Sunday, November 20, 2011

In Pursuit of Castles and Crests

What is it about the concept of our ancestors having been titled nobility with castles and crests that appeals to us so much that it overrides our intellect? Modern Y-chromosome DNA testing is revolutionizing genealogy by confirming and/or contradicting previously held theories of relationships and lineages. Yet amazingly, countless online GEDCOMs and family trees are still filled with the incorrect assumptions of years past before DNA tests were performed on descendants from these family lines. A review of the first 5 pages of Google results searching for Robert Ryves of Dorset produced 10 sites that appear to be truly descended from Robert Ryves through the Rives family which is documented by DNA with 29 more sites purporting to be descendants through lineages which have proven to be of another Reeves lineage. Online Reeves' family lineages abound with such pedigrees which have been proven, over and over, to be incorrect.

Reportedly a coat of arms was conferred upon Robert Ryves, courtier of King Henry VIII, in the first few years of the 16th century. The ancestral home of that Ryves family was Damory Court in Blandford, Dorset of the United Kingdom.

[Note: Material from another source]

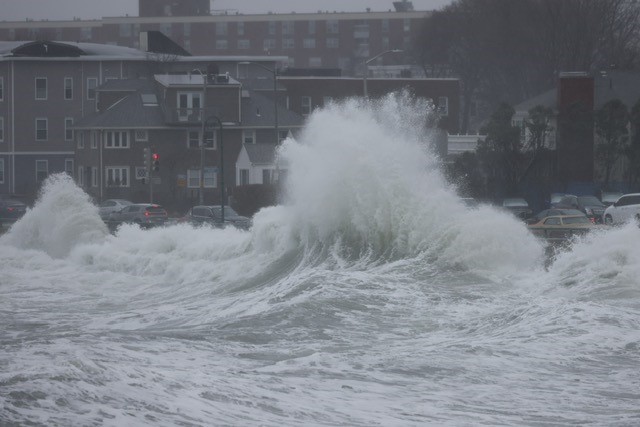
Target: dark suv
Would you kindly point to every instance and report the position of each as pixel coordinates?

Eleven years into the 21st century, do we not all understand the absoluteness of DNA - that Y-chromosome DNA is inherited by male descendants unchanged except for occasional random mutations which occur over many generations? Surely there can be no question that with fourteen different groups or lineages identified by the Reeves DNA Project plus countless other Reeves individuals whose DNA does not fall into any of those groups, that only ONE of those lineages can descend from the Reeves or Ryves family of Dorset. It is categorically impossible for the descendants of a Reeves/Rives/Ryves male who lived in the 16th century to include multiple different DNA haplogroups and combinations of markers.



If we do all understand the scientific conclusions of DNA testing, then the obvious question looms - why do all the copious and completely different Reeves' family lineages continue to list Robert Ryves of Dorset on their pedigrees and websites? Are they uninformed, unintelligent or just otherwise misguided? Maybe not. The continuation of the practice of multiple Reeves' families linking to Robert Ryves as their ancestor appears to be simply that the desire to be descended from royalty supersedes intelligence, scientific fact, historical documentation and everything else.

The majority of the immigrants to the new world were certainly not wealthy or titled. They came for a myriad of reasons - religious freedom, as indentured servants seeking a chance to prosper in this new world or simply out of a desire for adventure. Prisoners of the British government were transported to the colonies as punishment for their political differences such as Scottish prisoners after their loss at the battle of Culloden.

Ironically, three hundred years after the first successful English settlement at Jamestown was established, most of the great estates and much of the English aristocracy, who were land rich but cash poor and whose income dwindled every year were seeking wealthy American brides. In the early part of the 20th century, the fabulously rich daughters of American billionaires such as Consuelo Vanderbilt traveled to England looking for a title and married into the cash strapped aristocracy. In 1895 alone, nine American heiresses married members of the English aristocracy, and by the end of the century a quarter of the House of Lords had a transatlantic connection.

American genealogy would benefit greatly if the descendants of the early colonists could begin to embrace the bravery and spirit of their less than royal ancestors. It took great courage to make the dangerous journey and endure the generally perilous living conditions of colonial America which should be admired and celebrated. The fact that they survived and prospered may have far more merit than a crest or a castle.